Die von Juror Klaus Kastberger eingeladene Salzburgerin Helena Adler hat am Mittwoch ihre Teilnahme an den 47. Tagen der deutschsprachigen Literatur abgesagt. Sie müsse sich "in der kommenden Woche einer unaufschiebbaren medizinischen Behandlung unterziehen und kann deshalb nicht vor der Jury in Klagenfurt lesen", hieß es in einer Aussendung. "Die Statuten sehen vor, dass eine Teilnahme am Bewerb nur mit persönlicher Anwesenheit und eigener Lesung erfolgen kann."
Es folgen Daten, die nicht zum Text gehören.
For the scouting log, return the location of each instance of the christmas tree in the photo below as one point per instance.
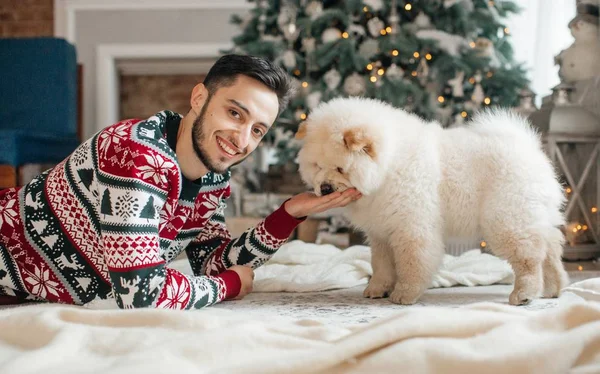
(441, 59)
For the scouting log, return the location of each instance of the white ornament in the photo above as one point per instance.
(485, 48)
(332, 79)
(314, 9)
(330, 35)
(313, 100)
(308, 45)
(356, 30)
(458, 119)
(355, 85)
(298, 115)
(375, 25)
(368, 48)
(394, 72)
(375, 5)
(450, 43)
(289, 59)
(423, 21)
(457, 84)
(478, 94)
(423, 71)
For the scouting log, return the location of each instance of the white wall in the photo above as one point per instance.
(95, 27)
(539, 33)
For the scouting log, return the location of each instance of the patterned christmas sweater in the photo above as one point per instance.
(107, 220)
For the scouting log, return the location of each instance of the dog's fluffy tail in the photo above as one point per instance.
(502, 121)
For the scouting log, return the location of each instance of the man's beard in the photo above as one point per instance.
(198, 138)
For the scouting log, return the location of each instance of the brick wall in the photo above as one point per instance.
(144, 95)
(24, 18)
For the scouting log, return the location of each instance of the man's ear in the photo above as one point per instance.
(301, 133)
(198, 98)
(356, 140)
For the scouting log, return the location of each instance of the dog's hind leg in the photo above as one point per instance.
(384, 274)
(525, 251)
(555, 276)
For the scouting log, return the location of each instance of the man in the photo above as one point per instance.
(109, 218)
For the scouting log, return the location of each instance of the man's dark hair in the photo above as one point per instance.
(227, 68)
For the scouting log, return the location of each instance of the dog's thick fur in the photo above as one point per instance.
(422, 183)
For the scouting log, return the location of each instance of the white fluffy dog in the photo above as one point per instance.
(422, 183)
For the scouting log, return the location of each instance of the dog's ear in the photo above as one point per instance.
(301, 133)
(357, 141)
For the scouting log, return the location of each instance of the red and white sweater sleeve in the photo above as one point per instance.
(131, 195)
(214, 251)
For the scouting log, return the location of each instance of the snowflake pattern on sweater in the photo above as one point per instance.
(107, 220)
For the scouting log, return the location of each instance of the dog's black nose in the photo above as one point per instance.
(326, 189)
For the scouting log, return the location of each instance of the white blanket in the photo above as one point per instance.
(480, 338)
(305, 267)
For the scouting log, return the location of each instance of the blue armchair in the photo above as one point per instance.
(38, 101)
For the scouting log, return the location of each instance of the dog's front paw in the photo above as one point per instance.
(377, 290)
(406, 295)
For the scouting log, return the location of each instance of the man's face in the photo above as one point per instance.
(232, 123)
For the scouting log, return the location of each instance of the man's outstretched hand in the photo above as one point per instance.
(307, 203)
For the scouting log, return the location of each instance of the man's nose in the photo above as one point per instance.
(242, 138)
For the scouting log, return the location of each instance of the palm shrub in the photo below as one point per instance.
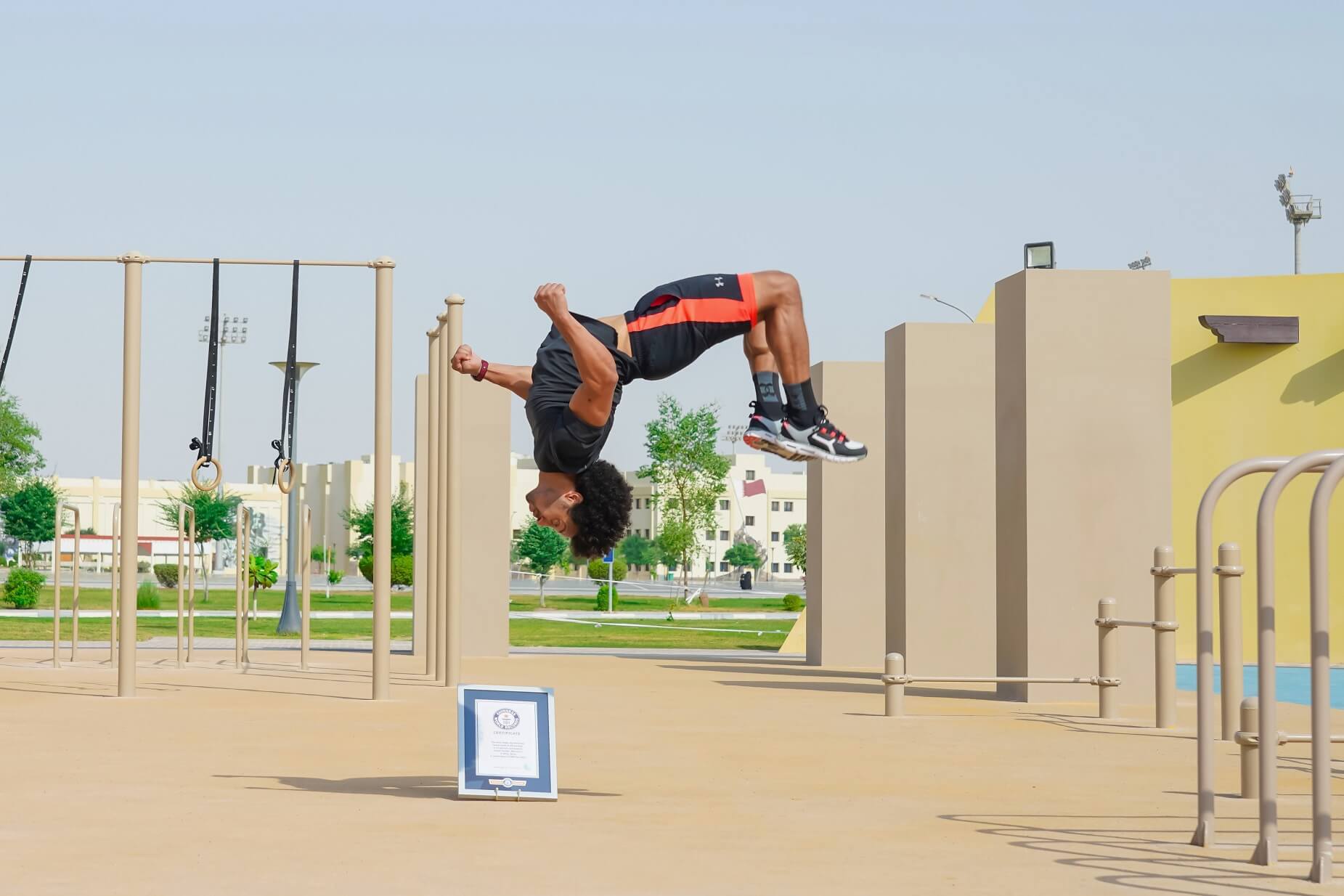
(167, 574)
(23, 587)
(147, 597)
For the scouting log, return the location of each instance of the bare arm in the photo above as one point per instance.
(514, 378)
(592, 403)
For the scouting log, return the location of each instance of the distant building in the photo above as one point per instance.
(745, 512)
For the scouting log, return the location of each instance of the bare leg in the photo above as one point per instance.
(780, 306)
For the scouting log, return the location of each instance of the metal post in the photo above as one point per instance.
(1266, 851)
(116, 581)
(55, 589)
(306, 586)
(432, 555)
(455, 499)
(1320, 590)
(182, 537)
(1108, 660)
(74, 595)
(382, 475)
(1164, 638)
(445, 450)
(1229, 573)
(191, 581)
(1250, 749)
(895, 692)
(134, 265)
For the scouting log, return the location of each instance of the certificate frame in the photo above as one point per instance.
(473, 785)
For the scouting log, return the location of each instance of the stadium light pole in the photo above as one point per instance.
(949, 305)
(1298, 208)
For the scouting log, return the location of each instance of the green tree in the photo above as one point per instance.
(543, 548)
(360, 521)
(744, 554)
(261, 574)
(688, 475)
(30, 513)
(796, 546)
(216, 519)
(638, 551)
(19, 457)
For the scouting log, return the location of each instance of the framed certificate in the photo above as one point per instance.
(505, 742)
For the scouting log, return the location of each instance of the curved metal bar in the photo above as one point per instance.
(1321, 738)
(1266, 851)
(1205, 635)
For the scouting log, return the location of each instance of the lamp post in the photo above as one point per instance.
(949, 305)
(289, 617)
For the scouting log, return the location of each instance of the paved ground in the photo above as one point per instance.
(690, 775)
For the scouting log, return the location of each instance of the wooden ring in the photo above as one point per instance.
(195, 473)
(282, 481)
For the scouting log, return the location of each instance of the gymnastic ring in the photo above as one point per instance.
(284, 483)
(195, 473)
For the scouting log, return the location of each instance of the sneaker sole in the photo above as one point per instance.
(767, 444)
(808, 453)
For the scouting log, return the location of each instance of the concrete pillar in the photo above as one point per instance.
(1083, 468)
(420, 577)
(486, 526)
(940, 471)
(847, 524)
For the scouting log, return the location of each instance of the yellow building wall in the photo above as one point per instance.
(1234, 401)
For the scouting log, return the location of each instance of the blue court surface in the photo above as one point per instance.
(1292, 683)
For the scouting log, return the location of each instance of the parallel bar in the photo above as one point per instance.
(134, 269)
(382, 477)
(285, 262)
(453, 468)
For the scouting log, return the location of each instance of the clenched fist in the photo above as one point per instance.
(550, 298)
(465, 360)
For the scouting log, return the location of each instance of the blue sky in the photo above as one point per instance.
(875, 150)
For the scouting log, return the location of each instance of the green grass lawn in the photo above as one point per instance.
(658, 605)
(222, 598)
(522, 632)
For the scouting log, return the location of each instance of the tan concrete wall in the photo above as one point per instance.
(486, 529)
(1083, 469)
(940, 477)
(847, 524)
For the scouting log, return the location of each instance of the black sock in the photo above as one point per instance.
(802, 404)
(769, 395)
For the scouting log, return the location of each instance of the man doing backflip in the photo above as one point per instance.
(573, 388)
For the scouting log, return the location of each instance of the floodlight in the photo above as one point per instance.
(1038, 256)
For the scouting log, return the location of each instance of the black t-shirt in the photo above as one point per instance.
(561, 441)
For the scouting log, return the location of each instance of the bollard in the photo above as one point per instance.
(1164, 638)
(1250, 752)
(1229, 573)
(1108, 661)
(894, 684)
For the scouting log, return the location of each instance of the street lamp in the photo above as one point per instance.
(1298, 208)
(289, 617)
(233, 331)
(949, 305)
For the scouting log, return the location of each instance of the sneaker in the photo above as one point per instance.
(764, 434)
(824, 439)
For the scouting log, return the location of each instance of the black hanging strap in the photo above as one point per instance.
(17, 306)
(203, 445)
(285, 444)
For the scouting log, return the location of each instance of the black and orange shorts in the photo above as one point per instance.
(676, 322)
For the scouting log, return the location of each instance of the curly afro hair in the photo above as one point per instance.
(604, 516)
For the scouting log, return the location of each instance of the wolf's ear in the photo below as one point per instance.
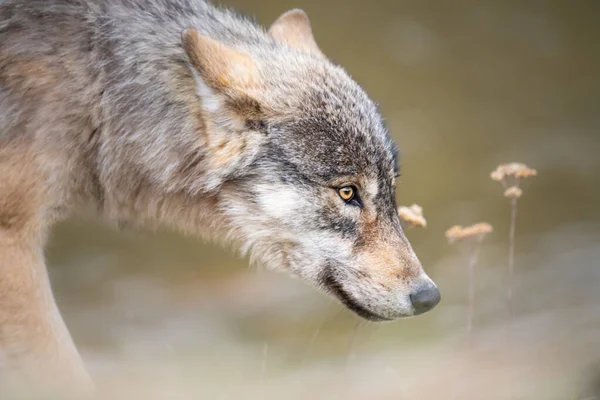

Als Autorin hat Adler etwas Besonderes erreicht: Sie schaffte es mit zwei ihrer drei ersten Romane - nämlich mit "Die Infantin trägt den Scheitel links" (2020) und "Fretten" (2022) - auf die Shortlist für den Österreichischen Buchpreis. Geboren wurde sie 1983 als Stephanie Helena Prähauser in Oberndorf bei Salzburg und wuchs auf einem Bauernhof auf. In Salzburg studierte sie Germanistik, Psychologie, Philosophie sowie Malerei. Zunächst vor allem als Bildende Künstlerin aktiv, begann sie später literarische Texte zu publizieren und war Mitbegründerin der Literatur-Werkstatt LiLoLa (Literatur-Lobby-Land). Um nicht mit ihrer Kollegin Teresa Präauer verwechselt zu werden, die ebenfalls als Autorin und Künstlerin arbeitet, entschied sie sich für den Künstlernamen Helena Adler.

2018 erschien ihr Debütroman "Hertz 52" im kleinen Arovell Verlag. Der Titel ist eine Anspielung auf einen Wal, der beim Kommunizieren mit seinen Artgenossen die falsche Tonhöhe wählt und daher vereinsamt, und auch das Beziehungsleben der Ich-Erzählerin erweist sich als nicht einfach. Zur gleichen Zeit erhielt Adler für die Arbeit an ihrem zweiten Roman das mit 10.000 Euro dotierte Jahresstipendium des Landes Salzburg für Literatur.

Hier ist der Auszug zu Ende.